Hence the De-Stresser FX Chain, which doesn’t sound exactly like the ocean—but emulates its desirable sonic effects. If you’re already stressed out, then you probably don’t want to take the time to assemble this chain, so feel free to go to the download link. Load the FX Chain into a channel, but note that you must enable input monitoring, because the sound source is the plug-in Tone Generator’s white noise option.
Figure 1: Effects used to create the De-Stresser’s virtual ocean.
Fig. 1 shows the FX Chain’s “block diagram.” The Splitter adds variety to the overall sound by feeding dual asynchronous “waves,” as generated by the X-Trems (set for tremolo mode). The X-Trem LFO’s lowest rate is 0.10 Hz; this should be slow enough, but for even slower waves, you can sync to tempo with a long note value, and set a really slow tempo.
Waves also have a little filtering as they break on the beach, which the Autofilters provide. The Pro EQs tailor the low- and high-frequency content to alter the waves’ apparent size and distance.
And of course, there’s the ever-popular Binaural Pan at the end. This helps create a more realistic stereo image when listening on headphones.
Figure 2: The Macro Controls panel.
Regarding the Macro Controls panel (Fig. 2), the two Timbre controls alter the filter type for the two Autofilters. This provides additional variety, so choose whichever filter type combination you prefer. Crest alters the X-Trem depth, so higher values increase the difference between the waves’ peaks and troughs.
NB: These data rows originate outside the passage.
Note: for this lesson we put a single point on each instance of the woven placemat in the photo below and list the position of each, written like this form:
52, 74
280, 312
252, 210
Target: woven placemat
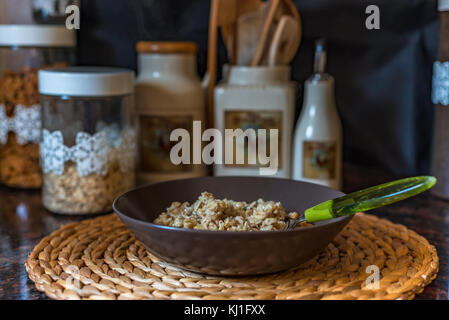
100, 259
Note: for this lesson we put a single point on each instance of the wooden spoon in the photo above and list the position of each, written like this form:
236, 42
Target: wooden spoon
285, 42
273, 7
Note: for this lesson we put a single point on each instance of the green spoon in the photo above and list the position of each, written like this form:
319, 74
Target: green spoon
364, 200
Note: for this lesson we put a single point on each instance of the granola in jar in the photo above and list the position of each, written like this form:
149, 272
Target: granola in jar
19, 157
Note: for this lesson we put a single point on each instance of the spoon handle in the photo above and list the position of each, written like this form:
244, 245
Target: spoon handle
369, 198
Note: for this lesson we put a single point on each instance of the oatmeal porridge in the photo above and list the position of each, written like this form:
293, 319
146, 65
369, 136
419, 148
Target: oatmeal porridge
209, 213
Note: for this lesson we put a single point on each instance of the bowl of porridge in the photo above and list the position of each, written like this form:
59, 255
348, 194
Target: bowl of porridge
228, 225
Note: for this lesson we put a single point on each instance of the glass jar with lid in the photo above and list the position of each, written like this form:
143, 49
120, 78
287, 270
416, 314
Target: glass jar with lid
169, 96
51, 11
25, 49
88, 145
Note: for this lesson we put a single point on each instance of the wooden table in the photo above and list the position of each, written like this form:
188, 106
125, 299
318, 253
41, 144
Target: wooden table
23, 222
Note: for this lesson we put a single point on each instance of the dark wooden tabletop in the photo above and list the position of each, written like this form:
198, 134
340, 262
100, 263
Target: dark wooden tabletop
23, 222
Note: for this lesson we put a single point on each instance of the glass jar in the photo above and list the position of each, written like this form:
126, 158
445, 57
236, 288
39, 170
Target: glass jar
440, 98
24, 49
51, 11
168, 96
253, 99
88, 145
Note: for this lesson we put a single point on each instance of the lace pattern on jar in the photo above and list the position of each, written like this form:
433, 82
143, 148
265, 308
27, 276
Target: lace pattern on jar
26, 124
91, 153
440, 83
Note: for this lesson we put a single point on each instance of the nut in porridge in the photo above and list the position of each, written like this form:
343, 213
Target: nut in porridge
208, 213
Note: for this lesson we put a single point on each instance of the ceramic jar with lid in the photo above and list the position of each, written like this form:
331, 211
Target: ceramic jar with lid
256, 98
88, 145
440, 98
169, 96
25, 49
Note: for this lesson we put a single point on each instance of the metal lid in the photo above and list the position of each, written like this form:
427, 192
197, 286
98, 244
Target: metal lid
443, 5
166, 47
36, 35
86, 81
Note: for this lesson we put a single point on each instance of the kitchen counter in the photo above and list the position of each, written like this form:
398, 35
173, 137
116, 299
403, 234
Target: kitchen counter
23, 222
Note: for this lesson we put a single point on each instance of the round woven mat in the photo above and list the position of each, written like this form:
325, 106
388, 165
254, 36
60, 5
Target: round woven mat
100, 259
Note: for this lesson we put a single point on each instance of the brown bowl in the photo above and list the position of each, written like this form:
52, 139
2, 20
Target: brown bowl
229, 252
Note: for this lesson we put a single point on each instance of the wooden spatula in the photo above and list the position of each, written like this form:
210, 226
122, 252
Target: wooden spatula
285, 42
274, 6
231, 36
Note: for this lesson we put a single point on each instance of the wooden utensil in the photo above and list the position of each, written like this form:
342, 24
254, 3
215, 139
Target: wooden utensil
285, 42
274, 6
290, 9
222, 13
243, 7
248, 26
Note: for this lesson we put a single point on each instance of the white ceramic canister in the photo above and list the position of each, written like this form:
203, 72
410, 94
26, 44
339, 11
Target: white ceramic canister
256, 98
169, 96
318, 136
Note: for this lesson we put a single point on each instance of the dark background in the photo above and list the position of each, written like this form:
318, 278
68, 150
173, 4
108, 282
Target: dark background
383, 77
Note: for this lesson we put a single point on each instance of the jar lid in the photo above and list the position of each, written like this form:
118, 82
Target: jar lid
29, 35
443, 5
165, 47
86, 81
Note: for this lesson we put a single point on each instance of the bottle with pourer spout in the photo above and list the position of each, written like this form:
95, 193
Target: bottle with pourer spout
317, 154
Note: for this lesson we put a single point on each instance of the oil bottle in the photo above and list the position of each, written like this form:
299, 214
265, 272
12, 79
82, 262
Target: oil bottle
317, 154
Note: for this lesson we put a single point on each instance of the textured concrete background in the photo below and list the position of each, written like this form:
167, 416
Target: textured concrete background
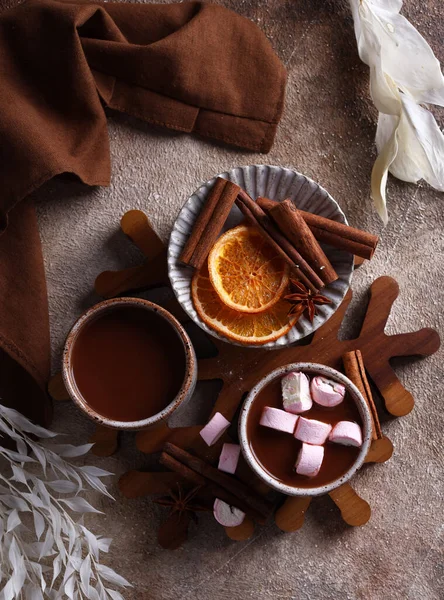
327, 133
The Sci-Fi Ocean control adds resonance to the filtering. This isn’t designed to enhance the realism, but it’s kinda fun. Another subtle sci-fi sound involves setting the two Timbre controls to the Comb response.
As you move further away from real waves, the sound has fewer high frequencies. So, Distance controls the Pro EQ HC (High Cut) filters. Similarly, Wave Size controls the LC filter, because bigger waves have more of a low-frequency component. The Calmer control varies the Autofilter mix; turning it up gives smaller, shallower waves.
When you want to relax, this makes a soothing background. Put on good headphones, and you can lose yourself in the sound. It also makes a relaxing environmental sound when played over speakers at a low level. If your computer has Bluetooth, and you have Bluetooth speakers, try playing this in the background at the end of a long day.
This is just one example of the kind of environmental sounds and effects you can make with Studio One, so let me know if this type of tip interests you. I’ve also done rain, rocket engines, howling gales, the engine room of an interstellar cargo ship, cosmic thuds, various soundscapes, and even backgrounds designed to encourage theta and delta brain waves. I made the last one originally for a friend of mine whose children had a hard time going to sleep, and burned it to CD. When I asked what he thought, he said “no one has ever heard how it ends.” So I guess it worked! Chalk up another unusual Studio One application.